In this case-law of Burnby v. Bollet, a farmer brought the carcass of a dead pig from a butcher for consumption and left it hanging up, intending to come back after doing other work and take it away. In his absence, another farmer on seeing the hanging carcass wished to buy it, and so he bought it from the first buyer. It turned out to be unsound and unfit for human consumption. English law at that time held no warranty of soundness is implied in such contract between the farmer who bought it first and sold it to another farmer. However, if the amendment which was done in 1973 in English law existed that time, the result would have been different even if the second farmer purchased it from another farmer who doesn’t deal with such goods. In a contract of sale of linseed, Willes J explained the above principle in the following words:
“the purchaser had a right to expect, not a perfect article, but an article which would be saleable in the market as Calcutta linseed. If the seller sells an article so adulterated as not reasonably to answer the description, he did not get what he bargained for. As if a man buys an article of gold, which everyone knows requires a certain amount of alloy, he cannot be said to get ‘gold’ if he gets an article so depreciated in quality as to consist of gold only to extent of one carat.”

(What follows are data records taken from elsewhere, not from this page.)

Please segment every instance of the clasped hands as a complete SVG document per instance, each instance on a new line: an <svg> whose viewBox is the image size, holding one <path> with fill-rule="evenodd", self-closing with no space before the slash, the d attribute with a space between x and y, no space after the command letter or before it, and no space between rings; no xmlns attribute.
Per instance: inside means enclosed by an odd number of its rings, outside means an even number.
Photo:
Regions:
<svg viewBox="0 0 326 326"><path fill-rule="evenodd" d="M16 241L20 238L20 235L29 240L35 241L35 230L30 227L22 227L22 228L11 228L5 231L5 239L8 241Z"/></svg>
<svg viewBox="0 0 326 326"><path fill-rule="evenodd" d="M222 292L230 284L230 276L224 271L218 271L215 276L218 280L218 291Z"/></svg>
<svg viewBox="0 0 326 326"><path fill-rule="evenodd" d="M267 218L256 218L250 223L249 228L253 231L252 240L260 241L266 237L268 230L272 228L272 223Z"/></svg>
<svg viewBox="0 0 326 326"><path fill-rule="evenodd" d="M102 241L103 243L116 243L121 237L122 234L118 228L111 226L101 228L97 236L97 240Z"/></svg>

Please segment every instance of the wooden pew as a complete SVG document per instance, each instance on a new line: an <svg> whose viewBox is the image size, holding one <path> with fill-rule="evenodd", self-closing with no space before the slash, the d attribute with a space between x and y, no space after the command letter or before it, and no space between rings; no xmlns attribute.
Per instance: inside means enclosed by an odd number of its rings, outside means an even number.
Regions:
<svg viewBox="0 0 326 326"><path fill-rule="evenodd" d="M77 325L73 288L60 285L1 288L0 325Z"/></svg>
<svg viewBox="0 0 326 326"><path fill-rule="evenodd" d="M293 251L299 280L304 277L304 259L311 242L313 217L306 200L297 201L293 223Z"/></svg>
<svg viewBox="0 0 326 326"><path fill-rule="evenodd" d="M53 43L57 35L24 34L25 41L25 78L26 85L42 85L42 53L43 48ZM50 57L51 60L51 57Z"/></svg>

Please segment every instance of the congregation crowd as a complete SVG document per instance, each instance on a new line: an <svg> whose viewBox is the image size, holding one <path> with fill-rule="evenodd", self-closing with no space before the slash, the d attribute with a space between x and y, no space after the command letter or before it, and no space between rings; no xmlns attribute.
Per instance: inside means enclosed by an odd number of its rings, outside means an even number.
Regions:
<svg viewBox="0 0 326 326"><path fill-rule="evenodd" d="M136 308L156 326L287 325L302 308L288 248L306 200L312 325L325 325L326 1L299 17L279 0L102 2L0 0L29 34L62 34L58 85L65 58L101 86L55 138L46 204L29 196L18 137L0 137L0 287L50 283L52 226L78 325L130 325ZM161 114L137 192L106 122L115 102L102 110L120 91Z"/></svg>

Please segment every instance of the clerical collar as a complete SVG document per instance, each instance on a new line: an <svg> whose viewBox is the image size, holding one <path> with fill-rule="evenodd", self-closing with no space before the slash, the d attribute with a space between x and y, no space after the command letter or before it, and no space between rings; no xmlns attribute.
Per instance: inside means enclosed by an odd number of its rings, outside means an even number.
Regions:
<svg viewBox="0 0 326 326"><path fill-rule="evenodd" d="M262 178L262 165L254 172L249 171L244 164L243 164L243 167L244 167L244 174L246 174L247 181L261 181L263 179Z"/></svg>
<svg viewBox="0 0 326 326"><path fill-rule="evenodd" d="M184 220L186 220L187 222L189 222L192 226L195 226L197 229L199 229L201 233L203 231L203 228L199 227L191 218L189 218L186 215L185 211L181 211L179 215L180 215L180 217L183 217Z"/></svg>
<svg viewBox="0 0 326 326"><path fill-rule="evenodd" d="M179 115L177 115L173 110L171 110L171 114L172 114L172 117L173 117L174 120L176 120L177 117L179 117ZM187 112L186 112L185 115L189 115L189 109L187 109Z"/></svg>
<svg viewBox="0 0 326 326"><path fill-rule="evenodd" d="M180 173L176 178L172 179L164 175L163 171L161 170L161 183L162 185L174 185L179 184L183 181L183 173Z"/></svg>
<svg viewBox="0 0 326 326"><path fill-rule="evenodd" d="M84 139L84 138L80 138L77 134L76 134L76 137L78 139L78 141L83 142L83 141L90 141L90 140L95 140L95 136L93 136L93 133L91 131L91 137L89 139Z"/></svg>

The buyer has the right to get an article which can be used in ordinary usage and that it should have some value in the market for which he has paid, notwithstanding whether the seller deals with such products or the seller out of his ordinary course of business sells something, it should be expected of the latter to sell a product which should be saleable and can be used well.
Therefore, in conclusion, the paper deals with what a man of ordinary prudence that is the man with ordinary knowledge, judgement and skill means by merchantable quality. Merchantable quality can be bounded by three conditions, that goods are free from latent defects which is a very common point as we have seen in the cases mentioned above.
Another point is that the goods should be marketable at the full value that is a good is considered to be marketable at full value when it is in a working condition, for example, a watch which is delayed by five minutes every hour isn’t considered a good in the working condition and even if a man of ordinary prudence would buy it, won’t buy it at the full value. Therefore, the watch is not of merchantable quality.
The last point being that the good could be used for the purpose it is bought by a prudent man, for instance, let’s take the previous example watch if bought by a prudent man will be for seeing the time, and if it is delayed by five minutes every hour it cant serve that purpose, therefore it is still not of merchantable quality.